Article 7 : Si les parties se sont accordées pour engager une médiation, l’expert renverra les parties vers le tribunal pour qu’il nomme un médiateur en application de l’article L. 213-5 du même code et il informera la juridiction de l’achèvement de sa mission. Dans tous les cas, la médiation sera engagée au vu des conclusions de son rapport. Indépendante de l’expertise principale, elle donnera lieu à des frais complémentaires spécifiques.

Article 8 : Les frais et honoraires dus à l’expert seront taxés ultérieurement par ordonnance de la présidente du tribunal qui désignera la ou les parties qui en assumeront la charge conformément à l’article R. 621-11 du code susvisé.

Article 9 : Le surplus des conclusions des parties est rejeté.

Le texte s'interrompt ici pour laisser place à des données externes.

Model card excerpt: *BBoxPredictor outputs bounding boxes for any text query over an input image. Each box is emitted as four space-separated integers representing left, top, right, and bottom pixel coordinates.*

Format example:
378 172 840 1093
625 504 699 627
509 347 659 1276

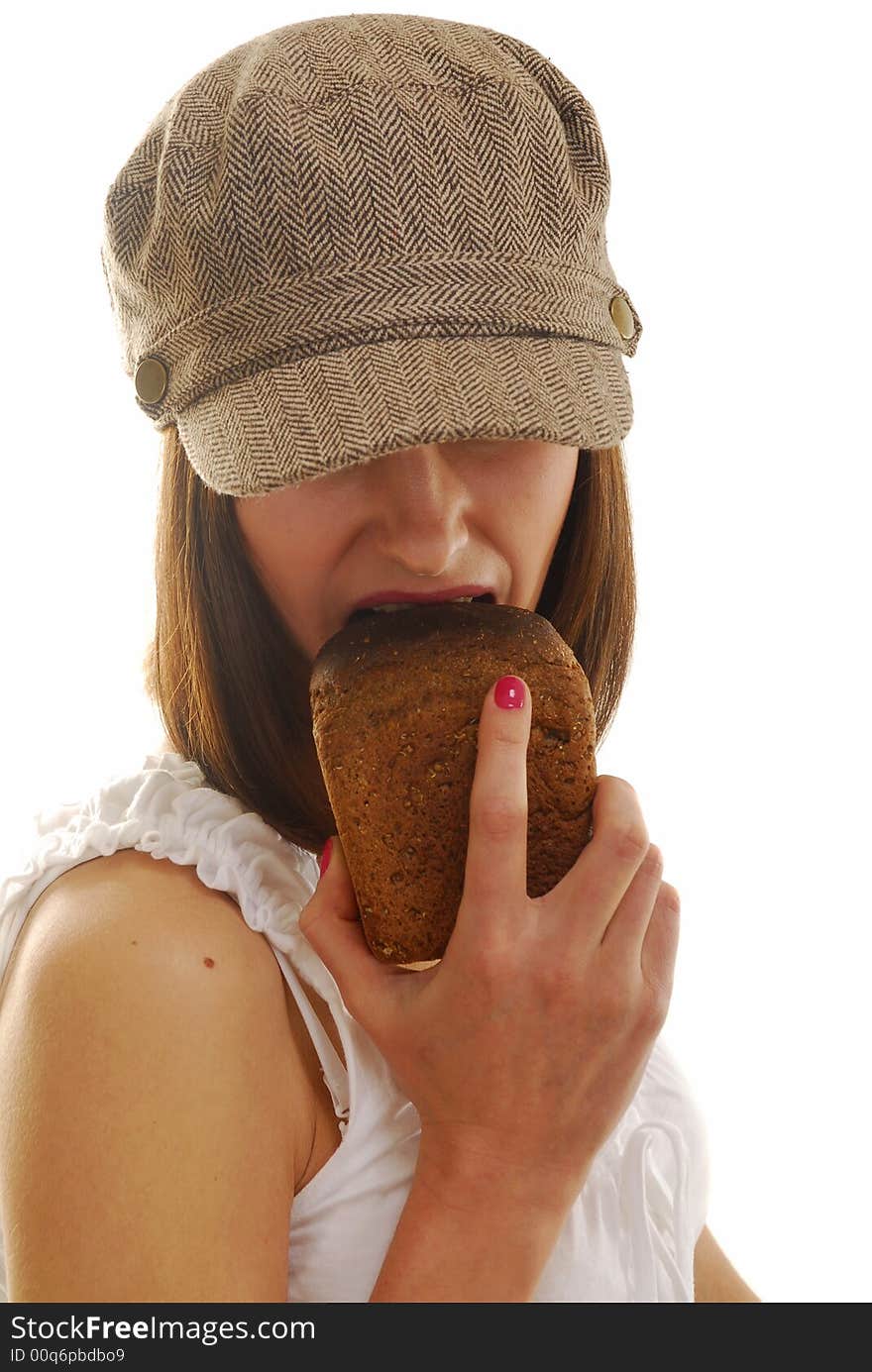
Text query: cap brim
175 334 633 496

Article 10 : La présente ordonnance sera notifiée à la société Mutuelle assurance des instituteurs de France (MAIF), au département de la Haute-Garonne, à M. D...F...e et Mme A... E..., à Toulouse Métropole et à M. B... C..., expert.


Fait à Toulouse, le 21 novembre 2025

La vice-présidente, juge des référés,





Cécile VISEUR-FERRÉ

La République mande et ordonne au préfet de la Haute-Garonne en ce qui le concerne ou à tous commissaires de justice à ce requis en ce qui concerne les voies de droit commun contre les parties privées, de pourvoir à l'exécution de la présente ordonnance.